Clijsters, who won the double in 2005, explained to wtatennis.com back in 2014 why it is so difficult to be at your best in both tournaments.
“The most obvious thing is the longevity of the trip. You’re hoping to play four weeks in a row, and that’s the biggest challenge of the trip,” she said.
“It’s a very long trip, and you’ve got to try to create the same feeling as if you are playing a Grand Slam. You’re playing one day, then one day off, then one day, then one day off, and so on. It’s a long trip. You’ve got to stay really focused.”
You also have the different conditions as at the start of March you are in the California desert where you will experience dry heat for the best part of two weeks.
As soon as you head east to Florida in the middle of the month, it becomes hot and humid.
Let’s not forget that the schedule is jam-packed.

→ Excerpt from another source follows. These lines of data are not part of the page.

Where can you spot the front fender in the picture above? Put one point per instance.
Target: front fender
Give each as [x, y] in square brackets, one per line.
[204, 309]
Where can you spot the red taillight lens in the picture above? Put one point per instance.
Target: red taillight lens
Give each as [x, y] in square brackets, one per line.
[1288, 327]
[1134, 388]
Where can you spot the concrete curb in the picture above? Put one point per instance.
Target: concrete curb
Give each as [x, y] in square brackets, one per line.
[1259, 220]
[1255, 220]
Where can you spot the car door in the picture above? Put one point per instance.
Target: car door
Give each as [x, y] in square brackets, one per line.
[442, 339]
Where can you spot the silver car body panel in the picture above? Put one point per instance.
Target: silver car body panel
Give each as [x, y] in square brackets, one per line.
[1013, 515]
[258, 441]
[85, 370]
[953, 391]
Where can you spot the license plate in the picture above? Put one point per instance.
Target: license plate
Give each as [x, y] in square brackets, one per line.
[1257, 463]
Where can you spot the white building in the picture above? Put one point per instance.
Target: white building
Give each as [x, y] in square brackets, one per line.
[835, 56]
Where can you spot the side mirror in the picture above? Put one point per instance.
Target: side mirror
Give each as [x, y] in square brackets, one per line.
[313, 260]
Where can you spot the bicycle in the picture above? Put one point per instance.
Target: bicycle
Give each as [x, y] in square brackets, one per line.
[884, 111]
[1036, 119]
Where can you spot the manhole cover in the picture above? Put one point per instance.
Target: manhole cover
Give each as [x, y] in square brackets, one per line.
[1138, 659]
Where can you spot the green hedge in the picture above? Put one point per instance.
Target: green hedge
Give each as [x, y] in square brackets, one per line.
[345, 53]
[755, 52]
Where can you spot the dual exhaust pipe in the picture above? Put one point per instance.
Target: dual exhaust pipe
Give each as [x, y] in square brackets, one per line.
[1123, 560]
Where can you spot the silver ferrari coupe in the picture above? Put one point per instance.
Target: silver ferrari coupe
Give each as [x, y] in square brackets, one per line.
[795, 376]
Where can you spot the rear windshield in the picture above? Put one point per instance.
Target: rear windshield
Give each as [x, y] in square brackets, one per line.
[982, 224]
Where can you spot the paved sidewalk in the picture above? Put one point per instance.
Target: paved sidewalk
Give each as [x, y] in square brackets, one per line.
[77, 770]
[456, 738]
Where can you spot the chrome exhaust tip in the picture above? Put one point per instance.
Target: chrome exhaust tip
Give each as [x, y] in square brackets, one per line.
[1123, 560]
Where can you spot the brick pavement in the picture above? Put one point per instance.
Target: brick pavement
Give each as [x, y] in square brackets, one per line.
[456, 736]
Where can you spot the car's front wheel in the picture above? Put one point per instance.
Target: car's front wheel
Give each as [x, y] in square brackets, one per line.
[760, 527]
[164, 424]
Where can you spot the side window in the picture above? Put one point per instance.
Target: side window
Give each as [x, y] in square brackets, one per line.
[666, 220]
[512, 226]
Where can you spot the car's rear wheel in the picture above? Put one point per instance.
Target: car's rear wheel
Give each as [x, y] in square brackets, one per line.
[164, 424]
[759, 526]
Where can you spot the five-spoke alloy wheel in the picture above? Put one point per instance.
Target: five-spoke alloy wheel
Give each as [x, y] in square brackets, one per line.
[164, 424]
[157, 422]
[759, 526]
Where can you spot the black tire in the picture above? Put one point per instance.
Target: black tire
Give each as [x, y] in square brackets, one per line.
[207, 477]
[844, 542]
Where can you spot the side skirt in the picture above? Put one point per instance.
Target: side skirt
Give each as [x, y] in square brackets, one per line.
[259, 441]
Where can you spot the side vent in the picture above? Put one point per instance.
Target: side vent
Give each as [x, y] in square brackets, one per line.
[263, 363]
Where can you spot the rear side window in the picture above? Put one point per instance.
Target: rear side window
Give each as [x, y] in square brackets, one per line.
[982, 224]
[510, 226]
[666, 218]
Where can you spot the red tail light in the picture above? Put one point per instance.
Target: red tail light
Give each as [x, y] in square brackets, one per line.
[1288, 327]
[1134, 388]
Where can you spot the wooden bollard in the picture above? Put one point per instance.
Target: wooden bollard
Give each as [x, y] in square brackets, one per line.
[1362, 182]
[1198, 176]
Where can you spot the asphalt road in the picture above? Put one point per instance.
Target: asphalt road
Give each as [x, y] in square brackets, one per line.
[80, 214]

Unlike the other Masters 1000 and Premier Mandatory events, which runs from Monday to Sunday, both Indian Wells and Miami take place over two weeks.
So players generally have a bit more breathing space as the winners of the Indian Wells event usually only kicks off their Miami campaign six days later.
“I had learned from experience that, after winning one tournament, there’s a danger that you will lose your focus at your next one,” Clijsters added. “That’s something that I used on that long Indian Wells-Miami trip, because after that Indian Wells final you’re immediately into your next tournament in Miami. This is different to other trips.
“After I won the US Open, I didn’t care about doing my cool-down afterwards, or stretching, and that’s because you feel that you’re done. But on that Indian Wells-Miami trip, you have to think that after Indian Wells you’re going to be playing again very soon in Miami, and so any celebrations will have to come after the trip, and not between tournaments.”
But as Federer puts it, the Masters 1000s and the WTA Premier Mandatory draws are “brutal early on”.
“I know how hard it is to win back-to-back Indian Wells and Miami titles,” he told ATPWorldTour.com before he achieved the 2017 double.
“As we know in Masters 1000s, draws are brutal early on already. There is no warming up and playing qualifiers ranked No. 250, which even they are not easy to beat sometimes on any given day and especially in the best of three sets, the margins are small.”
Federer came up short of standing a chance to add a fourth double to his collection, but the man who beat him Sunday’s final, Dominic Thiem, will get a chance to join some illustrious company in Miami next week.
On the WTA side, Bianca Andreescu will look to become just the fourth woman to win the back-to-back titles after she won her maiden Premier Mandatory event by defeat three time Grand Slam winner Angelique Kerber.
But both Thiem and Andreescu will be wary that Sunshine Double is a tough nut to crack with the tournament taking place in the brand new Hard Rock Stadium in Miami Gardens, having left its Key Biscayne home after the 2018 event.